Ao questionar 0 ministro, o deputado Rodolfo Nogueira (PL-MS) se referiu ao caso como “o maior vexame” da segurança pública do Brasil. “A fuga em Mossoró é um claro descaso e representa como o governo vem tratando a segurança pública: despreza policias e protege criminosos. E agora vão ter que arcar com R$ 6 milhões por conta da negligência e omissão”, disse.

Em resposta aos deputados, Lewandowski informou que “várias causas” contribuíram para a fuga dos detentos de dentro do presídio. Ele citou entre as causas a construção antiga, o relaxamento na vigilância ou quebra dos protocolos de segurança.

“As revistas diárias não foram feitas, vários equipamentos falharam ou estavam obsoletos como câmeras e luzes. E deveríamos ter pensado nas muralhas em torno do presídio”, declarou.

O ministro também reforçou que foram abertos processos administrativos para averiguar ajudar interna e externa na saída dos fugitivos. “Verificamos que os fugitivos tiveram auxílio­ externo. Integrantes do Comando Vermelho o auxiliaram na fuga e com veí­culos para que pudessem se locomover”, explicou.

“Nós temos hoje, quatro funcionários afastados, 10 processos administrativos disciplinas foram abertos e na ocasião, 29 policiais foram substituídos. Estamos reforçando a fiscalização não só na unidade de Mossoró, mas em outras quatro unidades, com muralhas, e o prazo previsto de término é agosto de 2025”, complementou o ministro sobre o que está sendo feito para melhorar a segurança nos presídios.

Cortes “drásticos”, decretos das armas e PL das “saidinhas”

Lewandowski foi questionado sobre os cortes no orçamento das polícias que poderão impactar na segurança pública. Recentemente, a Polícia Federal apresentou um relatório mostrando o risco de paralisação das operações da corporação, como emissão de passaportes e o andamento de investigações, devido aos cortes no Orçamento.

De acordo com o ministro, os cortes feito pelo governo federal são “drásticos” e por isso ele tem procurado negociar com a equipe econômica para evitar um impacto maior nas ações de segurança.

O decreto das armas também foi outro assunto questionado e bastante criticado por deputados que representam a bancada da “bala” e os CACs na Câmara. Para Lewandowski, esse é um assunto que o governo conseguiu adaptar a realidade para que seja possível essas atividades prosseguirem, mas defendeu um debate mais aprofundado sobre o assunto.
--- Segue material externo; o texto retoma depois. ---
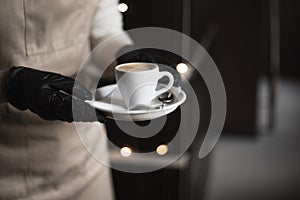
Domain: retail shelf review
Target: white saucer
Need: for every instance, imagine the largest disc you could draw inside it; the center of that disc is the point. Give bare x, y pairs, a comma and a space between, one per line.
109, 101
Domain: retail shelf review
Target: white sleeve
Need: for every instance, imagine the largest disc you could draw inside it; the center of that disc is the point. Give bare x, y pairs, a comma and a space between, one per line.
108, 22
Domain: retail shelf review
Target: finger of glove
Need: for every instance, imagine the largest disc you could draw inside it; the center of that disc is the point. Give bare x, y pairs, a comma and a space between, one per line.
70, 86
83, 112
55, 105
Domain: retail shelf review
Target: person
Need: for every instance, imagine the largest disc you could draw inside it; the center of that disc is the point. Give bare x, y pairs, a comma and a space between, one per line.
42, 44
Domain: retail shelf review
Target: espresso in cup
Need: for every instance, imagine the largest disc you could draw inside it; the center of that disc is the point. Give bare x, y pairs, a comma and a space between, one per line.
137, 83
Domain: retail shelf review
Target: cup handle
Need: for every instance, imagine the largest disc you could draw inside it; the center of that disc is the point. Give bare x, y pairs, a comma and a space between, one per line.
170, 84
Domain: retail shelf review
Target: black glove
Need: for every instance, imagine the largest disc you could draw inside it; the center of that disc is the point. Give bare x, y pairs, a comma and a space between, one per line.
49, 95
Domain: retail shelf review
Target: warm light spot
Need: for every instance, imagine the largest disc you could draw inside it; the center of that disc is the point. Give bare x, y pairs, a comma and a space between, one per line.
125, 151
182, 68
162, 149
122, 7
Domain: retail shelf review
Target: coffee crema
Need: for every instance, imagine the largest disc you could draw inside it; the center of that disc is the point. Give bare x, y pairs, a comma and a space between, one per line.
136, 67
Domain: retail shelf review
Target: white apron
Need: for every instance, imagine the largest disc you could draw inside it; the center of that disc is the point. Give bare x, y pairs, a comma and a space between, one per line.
40, 159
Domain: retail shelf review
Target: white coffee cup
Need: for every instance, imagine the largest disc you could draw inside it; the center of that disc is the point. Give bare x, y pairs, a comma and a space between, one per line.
137, 83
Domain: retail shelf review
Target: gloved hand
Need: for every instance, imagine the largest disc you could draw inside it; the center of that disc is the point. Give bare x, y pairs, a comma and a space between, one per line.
49, 95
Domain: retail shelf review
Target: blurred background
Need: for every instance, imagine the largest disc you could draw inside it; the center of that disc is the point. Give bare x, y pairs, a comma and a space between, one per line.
255, 44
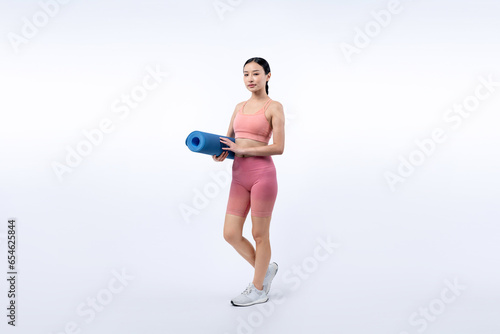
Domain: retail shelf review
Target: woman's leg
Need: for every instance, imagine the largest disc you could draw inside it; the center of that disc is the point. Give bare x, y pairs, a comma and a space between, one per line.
233, 233
260, 232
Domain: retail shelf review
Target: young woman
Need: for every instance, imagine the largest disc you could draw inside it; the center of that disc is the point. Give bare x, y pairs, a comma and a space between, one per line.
254, 183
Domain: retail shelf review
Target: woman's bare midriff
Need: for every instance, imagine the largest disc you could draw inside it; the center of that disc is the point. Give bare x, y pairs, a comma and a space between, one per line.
244, 142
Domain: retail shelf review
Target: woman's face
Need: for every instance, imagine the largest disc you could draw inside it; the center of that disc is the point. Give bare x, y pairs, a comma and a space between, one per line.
254, 77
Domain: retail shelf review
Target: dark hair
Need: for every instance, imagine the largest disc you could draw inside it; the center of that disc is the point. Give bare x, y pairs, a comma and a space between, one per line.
265, 65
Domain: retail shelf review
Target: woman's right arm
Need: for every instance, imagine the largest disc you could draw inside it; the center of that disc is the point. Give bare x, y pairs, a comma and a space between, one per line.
230, 133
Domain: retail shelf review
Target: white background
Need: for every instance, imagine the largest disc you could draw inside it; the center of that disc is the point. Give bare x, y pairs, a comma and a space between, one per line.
348, 123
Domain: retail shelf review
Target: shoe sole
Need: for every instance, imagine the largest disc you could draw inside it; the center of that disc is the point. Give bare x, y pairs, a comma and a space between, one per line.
250, 304
269, 287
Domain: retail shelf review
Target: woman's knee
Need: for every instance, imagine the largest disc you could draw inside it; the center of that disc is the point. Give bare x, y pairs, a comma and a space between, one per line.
260, 235
232, 236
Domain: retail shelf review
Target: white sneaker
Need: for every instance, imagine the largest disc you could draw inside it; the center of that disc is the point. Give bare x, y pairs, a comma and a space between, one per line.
271, 272
250, 296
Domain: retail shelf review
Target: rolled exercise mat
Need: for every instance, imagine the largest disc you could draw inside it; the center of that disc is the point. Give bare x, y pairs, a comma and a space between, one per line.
207, 143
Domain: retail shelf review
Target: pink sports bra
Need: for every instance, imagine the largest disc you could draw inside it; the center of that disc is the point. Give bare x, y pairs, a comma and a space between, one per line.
253, 126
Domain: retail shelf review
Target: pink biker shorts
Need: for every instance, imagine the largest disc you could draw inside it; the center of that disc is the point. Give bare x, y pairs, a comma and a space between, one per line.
254, 185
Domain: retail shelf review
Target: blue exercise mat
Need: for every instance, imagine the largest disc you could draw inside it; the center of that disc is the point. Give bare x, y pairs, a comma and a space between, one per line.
207, 143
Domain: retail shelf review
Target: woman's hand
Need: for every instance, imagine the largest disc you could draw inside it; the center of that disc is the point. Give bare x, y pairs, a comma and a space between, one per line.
221, 156
232, 146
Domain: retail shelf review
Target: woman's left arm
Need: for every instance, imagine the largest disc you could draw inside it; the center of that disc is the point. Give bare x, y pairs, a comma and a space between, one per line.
278, 145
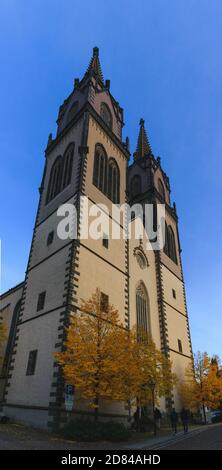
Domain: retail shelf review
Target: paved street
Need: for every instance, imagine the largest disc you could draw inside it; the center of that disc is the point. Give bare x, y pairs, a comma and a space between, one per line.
202, 439
15, 436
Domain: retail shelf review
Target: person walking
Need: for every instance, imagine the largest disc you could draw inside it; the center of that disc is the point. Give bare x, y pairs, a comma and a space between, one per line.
174, 420
185, 419
157, 417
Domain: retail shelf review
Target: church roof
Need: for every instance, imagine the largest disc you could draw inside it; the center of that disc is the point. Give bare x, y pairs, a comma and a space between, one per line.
143, 146
94, 67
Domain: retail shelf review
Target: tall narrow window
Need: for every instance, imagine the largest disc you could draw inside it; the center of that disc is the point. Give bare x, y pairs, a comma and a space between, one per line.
136, 185
180, 345
41, 301
166, 246
106, 115
11, 338
113, 181
172, 245
105, 240
104, 302
142, 313
54, 186
72, 112
100, 169
31, 362
67, 166
161, 189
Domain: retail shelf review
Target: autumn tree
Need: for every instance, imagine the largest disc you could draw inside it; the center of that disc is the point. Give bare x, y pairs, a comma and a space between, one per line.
104, 360
202, 386
155, 373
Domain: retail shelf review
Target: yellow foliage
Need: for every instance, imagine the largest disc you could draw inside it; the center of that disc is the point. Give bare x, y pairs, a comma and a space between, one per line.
103, 359
202, 385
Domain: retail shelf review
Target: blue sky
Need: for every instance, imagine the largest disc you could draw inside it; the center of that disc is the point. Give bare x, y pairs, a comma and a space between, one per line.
164, 60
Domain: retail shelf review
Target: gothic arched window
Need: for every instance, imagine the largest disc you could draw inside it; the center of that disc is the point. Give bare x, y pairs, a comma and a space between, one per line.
136, 185
113, 181
166, 247
54, 186
100, 169
11, 336
72, 112
142, 313
161, 188
67, 166
106, 115
172, 245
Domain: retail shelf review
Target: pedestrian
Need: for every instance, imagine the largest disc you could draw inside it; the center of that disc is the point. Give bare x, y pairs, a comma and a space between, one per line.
185, 419
157, 417
174, 420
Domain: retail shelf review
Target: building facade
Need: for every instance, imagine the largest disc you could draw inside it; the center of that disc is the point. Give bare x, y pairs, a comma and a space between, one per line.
88, 158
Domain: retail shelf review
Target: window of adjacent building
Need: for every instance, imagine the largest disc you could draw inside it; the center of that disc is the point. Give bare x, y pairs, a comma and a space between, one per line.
180, 345
104, 302
50, 238
105, 240
41, 301
31, 362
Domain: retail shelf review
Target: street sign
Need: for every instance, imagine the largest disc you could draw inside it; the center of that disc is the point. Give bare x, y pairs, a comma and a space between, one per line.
69, 397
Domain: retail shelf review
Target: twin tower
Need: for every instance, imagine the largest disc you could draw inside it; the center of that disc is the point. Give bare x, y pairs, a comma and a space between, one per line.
87, 157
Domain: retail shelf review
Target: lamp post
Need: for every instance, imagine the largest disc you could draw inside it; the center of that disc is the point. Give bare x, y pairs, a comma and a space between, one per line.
152, 386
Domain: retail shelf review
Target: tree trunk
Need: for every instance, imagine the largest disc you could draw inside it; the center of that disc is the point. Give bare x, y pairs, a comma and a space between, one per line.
96, 411
204, 413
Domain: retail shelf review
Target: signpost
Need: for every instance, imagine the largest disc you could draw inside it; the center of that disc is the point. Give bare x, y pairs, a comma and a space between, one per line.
69, 397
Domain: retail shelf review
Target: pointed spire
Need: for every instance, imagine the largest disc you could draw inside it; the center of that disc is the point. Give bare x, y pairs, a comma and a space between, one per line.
143, 146
94, 67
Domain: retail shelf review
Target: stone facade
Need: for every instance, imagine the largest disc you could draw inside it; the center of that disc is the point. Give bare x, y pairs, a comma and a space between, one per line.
65, 271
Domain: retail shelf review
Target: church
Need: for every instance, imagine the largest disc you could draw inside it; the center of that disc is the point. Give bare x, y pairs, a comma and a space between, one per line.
88, 157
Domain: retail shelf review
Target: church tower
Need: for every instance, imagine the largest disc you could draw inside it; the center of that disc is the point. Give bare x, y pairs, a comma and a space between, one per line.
87, 157
162, 278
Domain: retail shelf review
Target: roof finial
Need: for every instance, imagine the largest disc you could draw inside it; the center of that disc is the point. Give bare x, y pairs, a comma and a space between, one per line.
143, 146
94, 67
95, 52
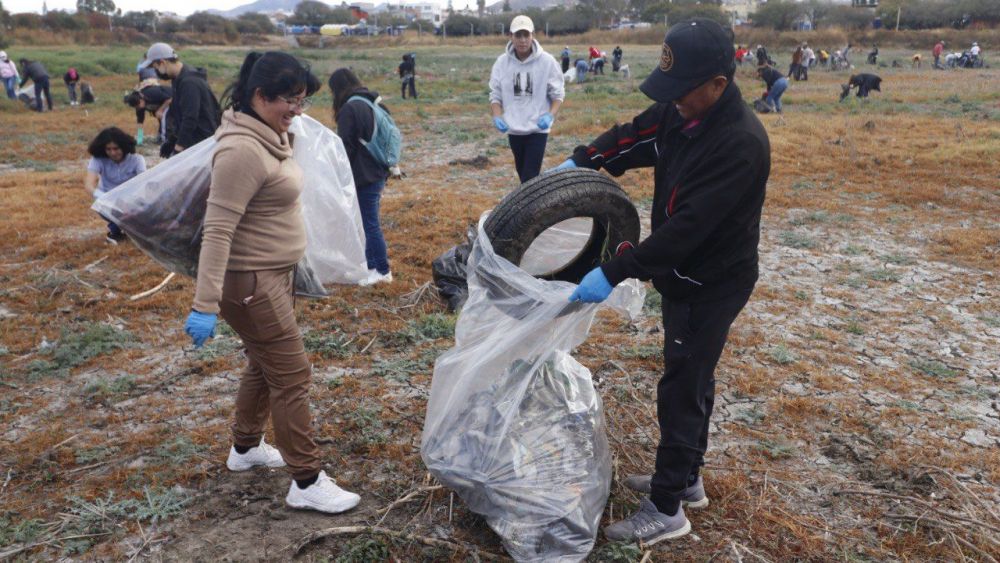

“Até o final deste ano, esse é um assunto que está sob responsabilidade do Exército. Portanto, é uma questão técnica. Nós, que somos autoridades, temos que entender que diferentemente dos EUA, onde o direito à arma está na Constituição, aqui é uma autorização do Estado e por isso devemos chegar a um consenso sobre o porte e a posse de armas”, disse

Lewandowski também defendeu o veto feito pelo presidente Lula ao PL das “saidinhas”, que limitava a saída temporária de presos em datas comemorativas. Para ele, Lula respeitou as linhas básicas estabelecidas pelo Congresso Nacional, mas defendeu o direito dos parlamentares derrubarem o veto. Ele disse que a proposta de vetar trechos do texto foi atribuição de seu ministério.